2013-03-19 23:00:41

by Martin Steigerwald

[permalink] [raw]
Subject: Re: Tux3 Report: Initial fsck has landed

Am Dienstag, 29. Januar 2013 schrieb Daniel Phillips:
> On Mon, Jan 28, 2013 at 5:40 PM, Theodore Ts'o <[email protected]> wrote:
> > On Mon, Jan 28, 2013 at 04:20:11PM -0800, Darrick J. Wong wrote:
> >> On Mon, Jan 28, 2013 at 03:27:38PM -0800, David Lang wrote:
> >> > The situation I'm thinking of is when dealing with VMs, you make a
> >> > filesystem image once and clone it multiple times. Won't that end up
> >> > with the same UUID in the superblock?
> >>
> >> Yes, but one ought to be able to change the UUID a la tune2fs
> >> -U. Even still... so long as the VM images have a different UUID
> >> than the fs that they live on, it ought to be fine.
> >
> > ... and this is something most system administrators should be
> > familiar with.

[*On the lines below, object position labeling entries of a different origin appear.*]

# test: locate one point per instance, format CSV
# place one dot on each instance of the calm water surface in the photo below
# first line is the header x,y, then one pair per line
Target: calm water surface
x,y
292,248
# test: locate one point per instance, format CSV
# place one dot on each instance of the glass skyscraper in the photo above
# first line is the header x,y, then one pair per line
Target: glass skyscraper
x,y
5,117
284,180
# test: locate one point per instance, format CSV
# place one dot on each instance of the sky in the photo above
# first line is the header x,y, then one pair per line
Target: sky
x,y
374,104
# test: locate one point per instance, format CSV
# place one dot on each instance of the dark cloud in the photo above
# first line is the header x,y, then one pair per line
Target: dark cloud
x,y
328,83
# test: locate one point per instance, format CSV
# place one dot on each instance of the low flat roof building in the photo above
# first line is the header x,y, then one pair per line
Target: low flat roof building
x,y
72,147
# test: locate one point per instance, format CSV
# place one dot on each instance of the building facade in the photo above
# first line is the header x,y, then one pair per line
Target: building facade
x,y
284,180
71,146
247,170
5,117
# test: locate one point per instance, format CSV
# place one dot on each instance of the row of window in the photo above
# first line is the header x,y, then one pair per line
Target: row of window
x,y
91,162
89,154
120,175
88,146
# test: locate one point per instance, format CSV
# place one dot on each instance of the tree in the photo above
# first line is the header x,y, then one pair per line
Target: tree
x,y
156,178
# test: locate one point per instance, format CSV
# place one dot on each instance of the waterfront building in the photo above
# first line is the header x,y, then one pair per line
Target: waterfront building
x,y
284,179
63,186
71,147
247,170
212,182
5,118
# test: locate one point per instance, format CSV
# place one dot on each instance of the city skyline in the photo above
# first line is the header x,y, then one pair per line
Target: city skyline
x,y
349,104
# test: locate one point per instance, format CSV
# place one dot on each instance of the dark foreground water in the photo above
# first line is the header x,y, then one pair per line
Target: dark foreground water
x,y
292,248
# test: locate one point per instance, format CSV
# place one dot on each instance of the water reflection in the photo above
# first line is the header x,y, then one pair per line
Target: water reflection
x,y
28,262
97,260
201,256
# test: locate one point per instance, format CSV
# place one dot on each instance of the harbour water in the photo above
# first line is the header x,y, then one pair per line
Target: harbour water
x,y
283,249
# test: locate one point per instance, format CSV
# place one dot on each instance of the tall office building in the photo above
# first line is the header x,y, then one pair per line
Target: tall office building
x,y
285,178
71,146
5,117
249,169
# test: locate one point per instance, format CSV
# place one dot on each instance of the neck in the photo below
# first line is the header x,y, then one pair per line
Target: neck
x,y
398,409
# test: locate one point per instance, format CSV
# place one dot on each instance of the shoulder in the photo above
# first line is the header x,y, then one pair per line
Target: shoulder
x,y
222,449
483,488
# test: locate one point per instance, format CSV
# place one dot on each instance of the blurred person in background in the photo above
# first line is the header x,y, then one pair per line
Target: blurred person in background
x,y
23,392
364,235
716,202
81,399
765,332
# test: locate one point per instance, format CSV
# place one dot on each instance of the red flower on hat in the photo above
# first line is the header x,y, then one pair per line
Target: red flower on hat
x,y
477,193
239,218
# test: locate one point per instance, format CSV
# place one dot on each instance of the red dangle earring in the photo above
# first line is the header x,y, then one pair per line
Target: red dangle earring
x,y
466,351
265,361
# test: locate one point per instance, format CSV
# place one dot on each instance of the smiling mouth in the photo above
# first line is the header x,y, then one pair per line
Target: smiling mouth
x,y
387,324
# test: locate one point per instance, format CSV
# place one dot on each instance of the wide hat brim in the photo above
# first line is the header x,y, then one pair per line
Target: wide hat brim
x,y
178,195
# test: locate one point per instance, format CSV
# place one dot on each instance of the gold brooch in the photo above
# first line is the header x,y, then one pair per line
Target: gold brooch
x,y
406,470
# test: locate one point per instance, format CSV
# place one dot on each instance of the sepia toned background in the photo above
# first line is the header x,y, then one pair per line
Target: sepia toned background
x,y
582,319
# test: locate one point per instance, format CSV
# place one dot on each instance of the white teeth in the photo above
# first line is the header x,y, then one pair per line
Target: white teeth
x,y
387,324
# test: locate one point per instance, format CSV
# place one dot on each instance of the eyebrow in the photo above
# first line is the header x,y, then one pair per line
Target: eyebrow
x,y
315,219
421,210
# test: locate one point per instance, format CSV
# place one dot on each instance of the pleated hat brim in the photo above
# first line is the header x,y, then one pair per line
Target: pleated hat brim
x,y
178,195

For example, it's one of those things that Norton
> > Ghost when makes file system image copes (the equivalent of "tune2fs
> > -U random /dev/XXX")
>
> Hmm, maybe I missed something but it does not seem like a good idea
> to use the volume UID itself to generate unique-per-volume metadata
> hashes, if users expect to be able to change it. All the metadata hashes
> would need to be changed.

I believe that is what BTRFS is doing.

And yes, AFAIK there is no easy way to change the UUID of a BTRFS filesystems
after it was created.

Thanks,
--
Martin 'Helios' Steigerwald - http://www.Lichtvoll.de
GPG: 03B0 0D6C 0040 0710 4AFA B82F 991B EAAC A599 84C7


2013-03-20 04:08:44

by Daniel Phillips

[permalink] [raw]
Subject: Re: Tux3 Report: Initial fsck has landed

On Tue, Mar 19, 2013 at 9:04 PM, David Lang <[email protected]> wrote:
> On Wed, 20 Mar 2013, Martin Steigerwald wrote:
>
>> Am Dienstag, 29. Januar 2013 schrieb Daniel Phillips:
>>>
>>> On Mon, Jan 28, 2013 at 5:40 PM, Theodore Ts'o <[email protected]> wrote:
>>>>
>>>> On Mon, Jan 28, 2013 at 04:20:11PM -0800, Darrick J. Wong wrote:
>>>>>
>>>>> On Mon, Jan 28, 2013 at 03:27:38PM -0800, David Lang wrote:
>>>>>>
>>>>>> The situation I'm thinking of is when dealing with VMs, you make a
>>>>>> filesystem image once and clone it multiple times. Won't that end up
>>>>>> with the same UUID in the superblock?
>>>>>
>>>>> Yes, but one ought to be able to change the UUID a la tune2fs
>>>>> -U. Even still... so long as the VM images have a different UUID
>>>>> than the fs that they live on, it ought to be fine.
>>>>
>>>> ... and this is something most system administrators should be
>>>> familiar with. For example, it's one of those things that Norton
>>>> Ghost when makes file system image copes (the equivalent of "tune2fs
>>>> -U random /dev/XXX")
>>>
>>> Hmm, maybe I missed something but it does not seem like a good idea
>>> to use the volume UID itself to generate unique-per-volume metadata
>>> hashes, if users expect to be able to change it. All the metadata hashes
>>> would need to be changed.
>>
>> I believe that is what BTRFS is doing.
>>
>> And yes, AFAIK there is no easy way to change the UUID of a BTRFS
>> filesystems
>> after it was created.
>
> In a world where systems are cloned, and many VMs are started from one
> master copy of a filesystem, a UUID is about as far from unique as anything
> you can generate.
>
> BTRFS may have this problem, but why should Tux3 copy the problem?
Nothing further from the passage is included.